To define the One-To-Many relationship between Member and ArtworkInfo you need to have an instance of Member annotated with @ManyToOne in the ArtworkInfo class. To access all the artworks uploaded by a member you need to define a collection-based relation property, Set<ArtworkInfo> in this case, with the @OneToMany annotation. The mappedBy property tells the persistence manager that the information for mapping this relationship to our tables is specified in the ArtworkInfo class, specifically to the uploader property of ArtworkInfo.
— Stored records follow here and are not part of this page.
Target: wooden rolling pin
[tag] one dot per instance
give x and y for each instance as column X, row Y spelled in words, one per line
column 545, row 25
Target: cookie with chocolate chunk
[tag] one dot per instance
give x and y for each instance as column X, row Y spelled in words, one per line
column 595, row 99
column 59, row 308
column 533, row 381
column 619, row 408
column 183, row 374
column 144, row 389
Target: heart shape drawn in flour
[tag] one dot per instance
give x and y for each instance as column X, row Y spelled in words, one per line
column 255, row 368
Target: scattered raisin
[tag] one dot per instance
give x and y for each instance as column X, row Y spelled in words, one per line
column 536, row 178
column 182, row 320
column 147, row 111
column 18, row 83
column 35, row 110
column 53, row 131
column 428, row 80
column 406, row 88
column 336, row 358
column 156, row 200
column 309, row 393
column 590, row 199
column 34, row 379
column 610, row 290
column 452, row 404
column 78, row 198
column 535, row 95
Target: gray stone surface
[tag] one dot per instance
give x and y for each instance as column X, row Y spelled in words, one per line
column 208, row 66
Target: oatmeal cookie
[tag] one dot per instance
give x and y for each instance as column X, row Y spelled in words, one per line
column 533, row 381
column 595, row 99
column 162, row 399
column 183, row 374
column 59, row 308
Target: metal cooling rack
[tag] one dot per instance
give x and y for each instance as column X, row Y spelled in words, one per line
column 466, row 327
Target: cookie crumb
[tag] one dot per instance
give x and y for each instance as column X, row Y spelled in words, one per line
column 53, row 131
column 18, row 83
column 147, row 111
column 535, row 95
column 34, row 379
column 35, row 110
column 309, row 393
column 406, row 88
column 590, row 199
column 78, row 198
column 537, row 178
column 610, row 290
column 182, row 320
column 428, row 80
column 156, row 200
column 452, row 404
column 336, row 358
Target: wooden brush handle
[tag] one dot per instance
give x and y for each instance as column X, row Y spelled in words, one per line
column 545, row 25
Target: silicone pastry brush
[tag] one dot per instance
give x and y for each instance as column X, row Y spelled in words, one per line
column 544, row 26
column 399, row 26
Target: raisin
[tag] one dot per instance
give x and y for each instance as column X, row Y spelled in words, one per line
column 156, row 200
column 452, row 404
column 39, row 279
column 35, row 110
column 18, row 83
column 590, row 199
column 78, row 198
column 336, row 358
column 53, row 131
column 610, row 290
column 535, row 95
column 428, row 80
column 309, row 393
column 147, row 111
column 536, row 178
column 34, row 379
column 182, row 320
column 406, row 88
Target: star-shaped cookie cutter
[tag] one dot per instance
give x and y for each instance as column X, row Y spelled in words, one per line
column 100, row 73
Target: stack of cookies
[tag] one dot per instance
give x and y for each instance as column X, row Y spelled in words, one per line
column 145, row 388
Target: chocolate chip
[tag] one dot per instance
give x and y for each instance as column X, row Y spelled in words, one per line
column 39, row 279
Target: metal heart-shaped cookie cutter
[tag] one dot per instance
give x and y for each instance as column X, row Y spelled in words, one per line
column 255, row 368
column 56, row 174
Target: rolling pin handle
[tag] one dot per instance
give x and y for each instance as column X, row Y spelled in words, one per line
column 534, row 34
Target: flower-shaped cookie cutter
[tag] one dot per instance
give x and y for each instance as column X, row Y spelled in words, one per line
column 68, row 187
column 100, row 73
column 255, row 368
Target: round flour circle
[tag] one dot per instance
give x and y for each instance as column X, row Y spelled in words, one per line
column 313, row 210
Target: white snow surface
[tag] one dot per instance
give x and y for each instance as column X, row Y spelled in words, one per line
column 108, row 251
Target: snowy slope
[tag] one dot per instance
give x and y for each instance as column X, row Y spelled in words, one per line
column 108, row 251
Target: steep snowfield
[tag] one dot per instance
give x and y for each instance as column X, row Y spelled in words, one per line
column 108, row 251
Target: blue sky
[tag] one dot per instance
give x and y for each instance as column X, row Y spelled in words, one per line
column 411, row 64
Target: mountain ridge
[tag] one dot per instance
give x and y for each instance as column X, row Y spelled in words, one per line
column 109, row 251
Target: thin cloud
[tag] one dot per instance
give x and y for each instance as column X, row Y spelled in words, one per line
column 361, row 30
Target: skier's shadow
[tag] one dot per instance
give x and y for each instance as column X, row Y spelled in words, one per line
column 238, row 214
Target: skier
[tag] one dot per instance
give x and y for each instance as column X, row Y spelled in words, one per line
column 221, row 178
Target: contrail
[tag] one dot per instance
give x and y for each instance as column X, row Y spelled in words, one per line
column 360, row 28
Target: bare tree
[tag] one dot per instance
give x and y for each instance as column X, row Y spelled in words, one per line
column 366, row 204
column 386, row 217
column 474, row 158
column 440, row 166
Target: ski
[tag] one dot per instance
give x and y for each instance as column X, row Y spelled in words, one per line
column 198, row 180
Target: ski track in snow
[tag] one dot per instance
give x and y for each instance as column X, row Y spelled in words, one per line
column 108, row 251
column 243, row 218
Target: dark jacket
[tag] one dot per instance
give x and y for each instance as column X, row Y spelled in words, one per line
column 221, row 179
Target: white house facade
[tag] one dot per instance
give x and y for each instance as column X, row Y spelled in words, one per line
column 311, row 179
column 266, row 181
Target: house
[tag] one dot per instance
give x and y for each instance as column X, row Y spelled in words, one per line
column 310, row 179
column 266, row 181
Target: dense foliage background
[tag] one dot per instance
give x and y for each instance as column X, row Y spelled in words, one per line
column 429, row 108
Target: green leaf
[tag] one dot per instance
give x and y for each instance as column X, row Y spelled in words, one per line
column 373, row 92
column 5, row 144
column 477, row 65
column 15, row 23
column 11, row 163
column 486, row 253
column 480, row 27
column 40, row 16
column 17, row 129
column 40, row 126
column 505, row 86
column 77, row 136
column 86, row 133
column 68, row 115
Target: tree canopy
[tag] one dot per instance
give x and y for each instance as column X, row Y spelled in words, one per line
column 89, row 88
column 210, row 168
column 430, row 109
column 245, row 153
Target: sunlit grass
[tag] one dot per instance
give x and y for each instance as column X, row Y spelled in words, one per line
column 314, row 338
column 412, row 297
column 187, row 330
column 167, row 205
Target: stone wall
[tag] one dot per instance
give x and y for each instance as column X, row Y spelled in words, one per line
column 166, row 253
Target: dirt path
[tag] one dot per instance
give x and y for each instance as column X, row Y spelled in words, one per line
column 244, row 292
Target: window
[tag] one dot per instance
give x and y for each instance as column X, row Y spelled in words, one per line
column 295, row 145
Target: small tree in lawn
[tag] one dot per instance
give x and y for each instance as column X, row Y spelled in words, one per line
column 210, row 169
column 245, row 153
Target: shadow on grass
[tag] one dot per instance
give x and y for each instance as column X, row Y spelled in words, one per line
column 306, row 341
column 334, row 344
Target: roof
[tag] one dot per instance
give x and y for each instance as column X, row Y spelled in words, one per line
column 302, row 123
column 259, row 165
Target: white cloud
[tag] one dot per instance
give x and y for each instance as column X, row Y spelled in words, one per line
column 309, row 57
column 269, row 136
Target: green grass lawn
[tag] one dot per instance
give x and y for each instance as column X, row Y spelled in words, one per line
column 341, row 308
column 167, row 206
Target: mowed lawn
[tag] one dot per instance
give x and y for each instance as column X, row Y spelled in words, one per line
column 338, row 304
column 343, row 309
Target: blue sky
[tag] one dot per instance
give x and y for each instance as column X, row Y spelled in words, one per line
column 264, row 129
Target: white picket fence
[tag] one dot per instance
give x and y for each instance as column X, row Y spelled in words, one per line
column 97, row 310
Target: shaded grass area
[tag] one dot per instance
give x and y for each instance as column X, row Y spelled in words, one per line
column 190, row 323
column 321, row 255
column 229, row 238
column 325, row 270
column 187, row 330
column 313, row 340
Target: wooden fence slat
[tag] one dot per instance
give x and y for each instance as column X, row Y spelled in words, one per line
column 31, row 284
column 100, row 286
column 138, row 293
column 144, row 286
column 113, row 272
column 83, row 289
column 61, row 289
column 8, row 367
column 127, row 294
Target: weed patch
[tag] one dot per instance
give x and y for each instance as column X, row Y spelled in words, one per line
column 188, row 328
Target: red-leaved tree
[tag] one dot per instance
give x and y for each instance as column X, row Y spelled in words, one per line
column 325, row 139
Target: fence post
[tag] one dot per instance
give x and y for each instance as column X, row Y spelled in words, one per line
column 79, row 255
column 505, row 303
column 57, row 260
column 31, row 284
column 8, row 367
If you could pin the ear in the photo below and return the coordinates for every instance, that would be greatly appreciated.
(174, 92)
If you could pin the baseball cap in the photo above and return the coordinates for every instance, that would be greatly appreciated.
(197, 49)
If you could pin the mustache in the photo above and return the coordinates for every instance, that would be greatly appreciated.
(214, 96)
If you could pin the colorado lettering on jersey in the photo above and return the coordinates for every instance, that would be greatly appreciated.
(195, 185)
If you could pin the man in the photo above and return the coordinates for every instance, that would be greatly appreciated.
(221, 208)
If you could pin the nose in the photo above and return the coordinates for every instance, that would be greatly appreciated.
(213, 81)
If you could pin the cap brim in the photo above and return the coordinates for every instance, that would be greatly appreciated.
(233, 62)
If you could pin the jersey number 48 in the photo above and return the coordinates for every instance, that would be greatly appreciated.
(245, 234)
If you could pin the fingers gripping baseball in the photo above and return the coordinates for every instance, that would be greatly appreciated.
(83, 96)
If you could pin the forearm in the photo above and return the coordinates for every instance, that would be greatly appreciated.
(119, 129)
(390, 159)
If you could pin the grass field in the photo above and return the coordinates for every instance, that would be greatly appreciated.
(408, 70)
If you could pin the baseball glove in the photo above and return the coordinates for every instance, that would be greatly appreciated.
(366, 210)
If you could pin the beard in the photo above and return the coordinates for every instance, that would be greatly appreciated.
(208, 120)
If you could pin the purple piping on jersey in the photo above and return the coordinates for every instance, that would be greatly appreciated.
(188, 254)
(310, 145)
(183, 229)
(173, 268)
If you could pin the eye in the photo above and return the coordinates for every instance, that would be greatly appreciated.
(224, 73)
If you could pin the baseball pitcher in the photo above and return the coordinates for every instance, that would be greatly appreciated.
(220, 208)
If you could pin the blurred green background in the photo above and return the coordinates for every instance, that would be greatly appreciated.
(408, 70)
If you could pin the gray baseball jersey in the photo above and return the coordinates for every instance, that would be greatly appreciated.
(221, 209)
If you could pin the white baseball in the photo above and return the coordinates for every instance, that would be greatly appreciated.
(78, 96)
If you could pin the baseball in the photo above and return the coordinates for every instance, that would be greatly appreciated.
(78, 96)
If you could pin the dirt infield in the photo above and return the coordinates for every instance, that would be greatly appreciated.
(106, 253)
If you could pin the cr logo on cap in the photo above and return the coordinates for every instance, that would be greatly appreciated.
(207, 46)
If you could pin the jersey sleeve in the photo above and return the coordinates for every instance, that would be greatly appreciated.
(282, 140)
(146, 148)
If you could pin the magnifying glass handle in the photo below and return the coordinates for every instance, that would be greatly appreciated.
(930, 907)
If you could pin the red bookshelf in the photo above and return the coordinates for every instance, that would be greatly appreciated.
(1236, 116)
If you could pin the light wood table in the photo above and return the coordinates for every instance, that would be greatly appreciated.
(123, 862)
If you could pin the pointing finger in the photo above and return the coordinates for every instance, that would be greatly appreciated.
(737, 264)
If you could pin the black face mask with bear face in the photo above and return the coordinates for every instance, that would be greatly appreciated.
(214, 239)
@Entity(name = "gs_member")
@Name("member")
public class Member implements Serializable {

public static final long serialVersionUID = 596009789001L;

@Id
@GeneratedValue(strategy = AUTO)
@Column(name = "member_id")
private Integer id;

@NotNull
@Length(max = 30, min = 2)
@Column(name = "member_name", unique = true)
private String memberName;

@OneToMany(mappedBy = "uploader", fetch = FetchType.LAZY)
private Set<ArtworkInfo> artworks;

// setters/getters omitted
}


The Artwork and Thumbnail classes are almost identical with minimal difference between the two. Since the data property stores the actual artwork in binary format you need to have the @Lob annotation. It informs the persistence manager that this property requires a lot of memory and that it needs to handle it internally as Blob. Here even though the data property is specified to be Lazily fetched, the persistence manager simply ignores this property; I have tried to use java.sql.Blob but even in this case the hint of lazily fetching the property was ignored.


@Entity(name = "gs_artwork")
@Name("artwork")
public class Artwork implements Serializable {

public static final long serialVersionUID = 596009789003L;

@Id
@GeneratedValue(strategy = AUTO)
@Column(name = "artwork_id")
private int id;

// the persistence manager ignores the fetch property.
@Lob
@Basic(fetch=FetchType.LAZY)
private byte[] data;

// setters/getters omitted
}

4 comments:

Anonymous said...

could you please publish your sources? or did i just miss the download link?

Jay said...

Unfortunately, blogger does not have a feature to attach the source files. If you believe that something is missing then let me know about it.

Anonymous said...

Great post; is there anything in Seam 2.0+ that would change the way you implemented your image viewer?

Unknown said...

Hi, interesting topic.
May I ask you why you chose to store the images into the database as mediumblobs instead of simply storing them as files on the hard drive?
Doesn't it have performance implications?